Writing in the Guardian newspaper today, Kim Howells, who was minister with responsibility for Afghanistan until 2008 and now chairs the House of Commons Intelligence and Security committee, said the mission is failing. He said Britain should withdraw its forces from Helmand and focus on domestic spying.
“It would be better to bring home the great majority of our fighting men and women and concentrate on using the money saved to secure our own borders, gather intelligence on terrorist activities inside Britain, expand our intelligence operations abroad, co-operate with foreign intelligence services, and counter the propaganda of those who encourage terrorism,” said Howells, a lawmaker in the ruling Labour Party who once backed the war.
Six soldiers and two Afghan policemen were wounded in the incident yesterday, the NATO-led International Security Assistance Force said in an e-mailed statement.
Full Investigation
General Stanley McChrystal, the top U.S. and North Atlantic Treaty Organization commander in Afghanistan, said in the statement that he has spoken to Afghanistan’s interior minister, Haneef Atmar, who assured him there would be a full and “transparent” investigation.
“There is a deep sense of loss,” McChrystal said. “We will not let this event deter our resolve to build a partnership with the Afghan National Security Forces to provide for Afghanistan’s future.”
The motive of the attacker is unclear, NATO said.

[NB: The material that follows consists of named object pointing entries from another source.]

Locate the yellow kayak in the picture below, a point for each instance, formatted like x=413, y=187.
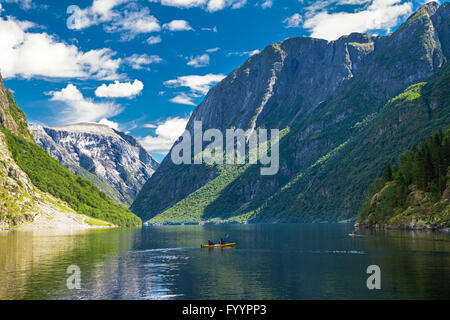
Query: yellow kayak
x=225, y=245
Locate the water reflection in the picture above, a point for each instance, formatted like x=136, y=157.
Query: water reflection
x=270, y=262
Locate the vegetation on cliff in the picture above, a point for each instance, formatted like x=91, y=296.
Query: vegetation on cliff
x=414, y=193
x=50, y=176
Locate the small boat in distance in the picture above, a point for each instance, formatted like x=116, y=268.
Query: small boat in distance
x=225, y=245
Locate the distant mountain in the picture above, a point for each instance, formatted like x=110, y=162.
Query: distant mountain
x=114, y=161
x=414, y=193
x=333, y=102
x=34, y=186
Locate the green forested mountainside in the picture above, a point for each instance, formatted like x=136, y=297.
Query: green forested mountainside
x=414, y=192
x=333, y=187
x=49, y=176
x=336, y=101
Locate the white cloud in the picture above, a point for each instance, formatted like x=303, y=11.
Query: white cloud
x=100, y=11
x=208, y=5
x=267, y=4
x=128, y=22
x=213, y=50
x=167, y=133
x=214, y=29
x=120, y=89
x=138, y=61
x=378, y=15
x=244, y=53
x=177, y=25
x=184, y=98
x=196, y=83
x=111, y=124
x=199, y=61
x=133, y=23
x=77, y=108
x=28, y=54
x=154, y=40
x=293, y=21
x=24, y=4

The British Broadcasting Corp cited two conflicting reports as saying the assailant may have been involved in a dispute with his commander and that he may have had links to the Taliban.
The soldiers were living and working in the compound as part of an assignment to train Afghan national police officers, Wakefield said. The attack wasn’t due to a breakdown or fight between Afghan and U.K. soldiers, he said.
Training Police
Training Afghan police and soldiers is key to NATO’s strategy of tackling the Taliban-led insurgency. The U.K. still supports that policy, Brown said today.
“We want to work with them, we want to train them and we want to mentor them. It is something we want to continue and strengthen in the months to come,” the prime minister said in Parliament. “The measure of success in Afghanistan will be that British forces can come home because Afghan forces can deal with the challenges themselves.”
In total, 229 U.K. service personnel have died in Afghanistan since 2001, including those who died in the compound. Britain has about 9,000 troops in Afghanistan, the second biggest contingent after the U.S.
Yesterday’s deaths are the most for U.K. forces in a single incident since July, when five soldiers died in bombings in Sangin, a town in Helmand.
‘Difficult Year’
“It continues to be a difficult year in Afghanistan for our brave people who are operating in the most challenging area of the country,” Defence Secretary Bob Ainsworth said in an e- mailed statement. “We owe it to them to show the resolve that they exhibit every day.”
The shooting came a day after Hamid Karzai was declared Afghanistan’s president for a second term after election challenger Abdullah Abdullah, a former foreign minister, dropped out of a runoff vote that was scheduled for Nov. 7. The Aug. 20 first round was marred by fraud.
The previous worst year for fatalities since the Falklands was in 2007 when 89 troops died, 47 of them in Iraq and 42 in Afghanistan.